The term "big data" reached its peak on Google Trends back in 2015. Organizations were harvesting more data than ever before and needed to store it in a cost-effective way, which may be why searches for "Hadoop" also reached a peak on Google Trends that same year.
But by 2018, things have shifted. The three big Hadoop vendors -- Cloudera, Hortonworks, and MapR, no longer promote themselves as Hadoop providers. At the Gartner Data Analytics Summit this spring, Research VP Merv Adrian pointed out that none of those vendors even had the word Hadoop in their booth displays at the event.
Now the focus is on the analytics and machine learning aspects of data. Cloudera has changed its positioning to this: "A modern platform for machine learning and analytics, optimized for the cloud" -- a change the company made about a year and a half ago, according to Wim Stoop, senior product marketing manager at Cloudera. He spoke with InformationWeek in a recent interview.
Stoop said that until about two years ago, the big focus for the market had been on how to keep more data and more different types of data for longer periods of time. How do you store it all? But as organizations mastered that task, another challenge emerged -- now that we can store it, what do we do with it?
"Hence the focus on machine learning and analytics," he said.
These days Cloudera, Hortonworks, and MapR promote themselves as platforms for analytics, data science, and machine learning, incorporating many of the open source technologies in one place to make them easier for enterprises to consume. (MapR describes itself as a converged data platform integrating Hadoop, Spark, and Apache Drill along with other data technologies. Hortonworks describes itself as a connected data platform and solution.)
All these companies have repositioned themselves as providing much more than just open source storage technologies for big data needs. That's a move echoed by the changing focus of what enterprise organizations want to do with their data programs.

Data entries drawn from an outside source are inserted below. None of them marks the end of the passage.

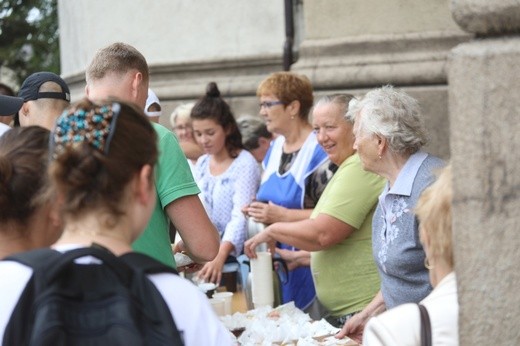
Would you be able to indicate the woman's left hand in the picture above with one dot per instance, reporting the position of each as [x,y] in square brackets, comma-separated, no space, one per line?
[267,213]
[212,271]
[262,237]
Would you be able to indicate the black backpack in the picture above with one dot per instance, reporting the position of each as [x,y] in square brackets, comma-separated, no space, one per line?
[66,303]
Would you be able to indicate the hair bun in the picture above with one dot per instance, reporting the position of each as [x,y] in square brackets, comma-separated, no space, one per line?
[212,90]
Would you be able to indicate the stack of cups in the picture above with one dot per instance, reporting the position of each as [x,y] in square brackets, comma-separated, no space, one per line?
[262,279]
[253,228]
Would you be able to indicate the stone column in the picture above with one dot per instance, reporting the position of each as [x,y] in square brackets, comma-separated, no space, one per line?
[484,105]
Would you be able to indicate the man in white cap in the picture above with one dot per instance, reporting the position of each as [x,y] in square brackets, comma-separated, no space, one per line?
[153,107]
[119,70]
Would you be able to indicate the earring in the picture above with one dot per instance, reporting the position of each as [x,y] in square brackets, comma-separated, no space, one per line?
[427,264]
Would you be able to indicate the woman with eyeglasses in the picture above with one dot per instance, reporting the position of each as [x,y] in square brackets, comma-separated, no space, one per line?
[181,125]
[339,231]
[296,170]
[102,173]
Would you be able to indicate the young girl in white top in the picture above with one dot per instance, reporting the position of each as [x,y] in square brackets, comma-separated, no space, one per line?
[102,170]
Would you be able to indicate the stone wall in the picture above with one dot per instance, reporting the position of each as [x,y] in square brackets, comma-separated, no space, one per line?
[484,104]
[341,45]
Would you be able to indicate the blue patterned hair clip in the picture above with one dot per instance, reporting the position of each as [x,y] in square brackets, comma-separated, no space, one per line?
[95,127]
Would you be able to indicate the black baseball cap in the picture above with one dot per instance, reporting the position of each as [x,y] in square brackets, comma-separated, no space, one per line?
[31,86]
[9,105]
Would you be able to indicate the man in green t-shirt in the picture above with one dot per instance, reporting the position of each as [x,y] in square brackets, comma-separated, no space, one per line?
[121,71]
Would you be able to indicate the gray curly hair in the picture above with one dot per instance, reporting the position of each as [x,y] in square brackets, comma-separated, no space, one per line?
[394,115]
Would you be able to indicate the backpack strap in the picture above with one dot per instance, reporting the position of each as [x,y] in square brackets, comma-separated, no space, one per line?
[145,264]
[155,307]
[426,327]
[36,259]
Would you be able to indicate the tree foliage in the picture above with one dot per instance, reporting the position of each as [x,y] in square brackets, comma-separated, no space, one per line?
[29,36]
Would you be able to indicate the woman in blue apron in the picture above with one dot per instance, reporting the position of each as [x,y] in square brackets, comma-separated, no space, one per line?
[296,170]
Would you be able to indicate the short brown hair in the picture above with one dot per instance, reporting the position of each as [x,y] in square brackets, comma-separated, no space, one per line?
[91,177]
[23,161]
[288,87]
[119,58]
[213,106]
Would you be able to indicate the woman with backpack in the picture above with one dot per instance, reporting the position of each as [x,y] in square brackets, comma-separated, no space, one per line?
[92,289]
[25,204]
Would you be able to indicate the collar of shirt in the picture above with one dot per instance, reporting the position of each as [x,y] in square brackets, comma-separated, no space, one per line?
[404,182]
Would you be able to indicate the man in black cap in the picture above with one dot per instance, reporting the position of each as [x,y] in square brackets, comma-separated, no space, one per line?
[45,95]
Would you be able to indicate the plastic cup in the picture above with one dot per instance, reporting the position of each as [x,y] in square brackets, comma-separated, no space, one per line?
[218,305]
[227,297]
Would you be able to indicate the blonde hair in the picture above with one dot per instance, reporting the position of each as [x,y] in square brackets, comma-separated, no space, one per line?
[434,212]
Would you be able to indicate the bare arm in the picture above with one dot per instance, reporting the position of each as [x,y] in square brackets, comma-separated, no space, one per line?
[295,259]
[212,271]
[310,235]
[354,327]
[199,235]
[269,213]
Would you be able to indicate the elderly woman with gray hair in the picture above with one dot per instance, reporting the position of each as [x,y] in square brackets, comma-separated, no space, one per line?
[403,325]
[390,133]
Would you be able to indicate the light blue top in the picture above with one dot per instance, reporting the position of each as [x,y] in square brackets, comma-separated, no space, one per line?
[226,194]
[397,250]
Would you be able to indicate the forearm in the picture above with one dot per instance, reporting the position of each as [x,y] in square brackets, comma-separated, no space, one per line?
[191,150]
[300,234]
[292,215]
[200,237]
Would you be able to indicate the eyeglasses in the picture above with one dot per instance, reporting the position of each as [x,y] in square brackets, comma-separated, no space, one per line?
[183,128]
[269,104]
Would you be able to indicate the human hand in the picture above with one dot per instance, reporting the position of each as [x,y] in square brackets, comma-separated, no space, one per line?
[190,268]
[267,213]
[354,327]
[262,237]
[211,271]
[294,259]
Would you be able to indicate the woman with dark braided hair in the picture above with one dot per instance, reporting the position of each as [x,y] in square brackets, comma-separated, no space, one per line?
[27,219]
[228,177]
[102,173]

These data platform companies incorporate multiple open source technologies for storing, managing, and performing advanced analytics on big data. The companies are working to make it easier for organizations to consume these technologies, by also offering elastic cloud options for services.
For instance, at Strata Data London last week, Cloudera announced plans to expand its Altus data science platform as a service offering to the Azure cloud. The service has already been available on AWS for the past year. Altus Data Engineering for Azure simplifies and speeds ETL, data processing, and batch machine learning by reducing complexity, Cloudera said. Azure customers can also use the shared data catalog capabilities in Cloudera Altus SDX, currently in beta. Cloudera said that this is designed to preserve the business metadata and security and governance policies so they can be applied consistently across data processing and analytics workloads in the cloud.
Cloudera Altus Analytic DB, a data warehouse cloud service, will also now be available in Azure.
Cloudera has also updated its Data Science Workbench and the Cloudera Enterprise platform. The workbench update lets data scientists run and track versioned experiments and also more easily deploy models as REST APIs, according to Cloudera.
While the technology for achieving better results with data is arriving, many organizations still have work to do in terms of their own data organizations and processes, Stoop told me. Perhaps that is the next step.
"Many organizations are not yet seeing data as a strategic asset," he said. "They are treating much of it on a departmental and siloed basis. They need to change how they are working with that data… This is not something that happens overnight."